Quelle science pourra-t-elle jamais révéler à l’Homme l’origine, la nature, le régime, de la puissance consciente de vouloir et d’aimer dont est faite sa vie ? Ce n’est pas notre effort, bien sûr, ni l’effort de personne autour de nous, qui a lancé ce courant. [...] Je me reçois bien plus que je ne me fais. L’Homme, dit l’Écriture, ne peut ajouter un pouce à sa taille. Encore moins peut-il augmenter d’une unité son potentiel d’aimer, ni accélérer d’une autre unité le rythme fondamental qui règle la maturation de son esprit et de son coeur. En dernier ressort, la vie profonde, la vie fontale, la vie naissante, nous échappent absolument.

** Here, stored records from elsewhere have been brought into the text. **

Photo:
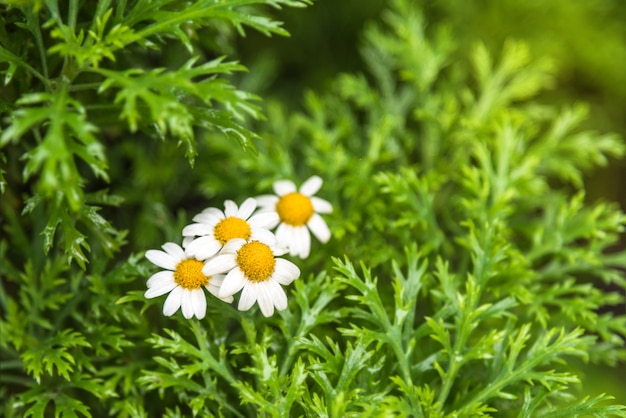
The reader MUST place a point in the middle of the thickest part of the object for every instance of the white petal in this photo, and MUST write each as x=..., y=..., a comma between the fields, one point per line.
x=204, y=247
x=279, y=297
x=219, y=264
x=213, y=212
x=302, y=241
x=197, y=229
x=187, y=241
x=217, y=279
x=279, y=250
x=267, y=201
x=215, y=290
x=311, y=186
x=318, y=226
x=160, y=289
x=263, y=235
x=246, y=208
x=230, y=208
x=210, y=219
x=163, y=276
x=232, y=246
x=264, y=299
x=285, y=271
x=321, y=205
x=284, y=235
x=173, y=301
x=174, y=250
x=264, y=220
x=187, y=304
x=248, y=296
x=233, y=283
x=283, y=187
x=199, y=303
x=162, y=259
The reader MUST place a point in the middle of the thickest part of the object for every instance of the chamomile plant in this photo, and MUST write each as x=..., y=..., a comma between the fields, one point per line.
x=417, y=236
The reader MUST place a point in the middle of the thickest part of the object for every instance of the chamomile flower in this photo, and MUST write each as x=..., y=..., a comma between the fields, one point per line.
x=183, y=279
x=298, y=212
x=252, y=267
x=214, y=228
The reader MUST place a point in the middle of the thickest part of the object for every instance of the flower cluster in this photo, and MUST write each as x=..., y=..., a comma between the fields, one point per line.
x=235, y=250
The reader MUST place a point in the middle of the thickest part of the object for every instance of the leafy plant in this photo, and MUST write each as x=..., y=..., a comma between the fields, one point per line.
x=467, y=274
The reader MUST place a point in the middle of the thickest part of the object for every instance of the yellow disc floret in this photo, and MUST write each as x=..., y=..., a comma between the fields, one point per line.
x=188, y=274
x=230, y=228
x=256, y=261
x=294, y=209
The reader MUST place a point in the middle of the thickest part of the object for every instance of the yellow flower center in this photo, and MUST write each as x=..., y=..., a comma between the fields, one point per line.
x=256, y=260
x=294, y=209
x=230, y=228
x=188, y=274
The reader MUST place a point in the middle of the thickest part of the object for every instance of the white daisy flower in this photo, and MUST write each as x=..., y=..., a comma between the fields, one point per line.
x=183, y=280
x=214, y=228
x=298, y=212
x=252, y=266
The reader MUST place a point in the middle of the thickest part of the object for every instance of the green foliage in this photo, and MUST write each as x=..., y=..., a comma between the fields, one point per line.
x=468, y=274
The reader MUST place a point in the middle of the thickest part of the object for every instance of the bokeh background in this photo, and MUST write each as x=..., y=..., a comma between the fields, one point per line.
x=586, y=40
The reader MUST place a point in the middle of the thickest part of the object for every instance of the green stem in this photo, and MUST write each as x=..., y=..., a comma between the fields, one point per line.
x=72, y=14
x=34, y=26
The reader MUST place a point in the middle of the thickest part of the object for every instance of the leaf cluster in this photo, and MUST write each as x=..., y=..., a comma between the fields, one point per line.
x=468, y=275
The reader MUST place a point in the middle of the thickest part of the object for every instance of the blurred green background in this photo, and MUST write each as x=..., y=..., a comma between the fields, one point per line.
x=585, y=39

Alors, tout saisi de ma découverte, j’ai voulu remonter au jour, oublier l’inquiétante énigme dans le confortable entourage des choses familières – recommencer à vivre en surface, sans sonder imprudemment les abîmes. Mais voici que, sous le spectacle même des agitations humaines, j’ai vu reparaître, à mes yeux avertis, l’Inconnu auquel je voulais échapper. Cette fois, il ne se dérobait pas au fond d’un abîme : il se dissimulait maintenant sous la multitude des hasards entrecroisés dont est tissée l’étoffe de l’Univers et de ma petite individualité. Mais c’était bien le même mystère : je l’ai reconnu. Notre esprit se trouble quand nous cherchons à mesurer la profondeur du Monde au-dessous de nous. Mais il vacille encore quand nous cherchons à dénombrer les chances favorables dont la confluence fait, à chaque instant, la conservation et la réussite du moindre des vivants. Après la conscience d’être un autre, et un plus grand que moi, une seconde chose m’a donné le vertige : c’est la suprême improbabilité, la formidable invraisemblance de me trouver, existant, au sein d’un Monde réussi. À ce moment, comme quiconque voudra faire la même expérience intérieure, j’ai senti planer sur moi la détresse essentielle de l’atome perdu dans l’Univers, la détresse qui fait journellement sombrer des volontés humaines sous le nombre accablant des vivants et des astres. Et si quelque chose m’a sauvé, c’est d’entendre la voix évangélique, garantie par des succès divins, qui me disait, du plus profond de la nuit : Ego sum, noli timere 2.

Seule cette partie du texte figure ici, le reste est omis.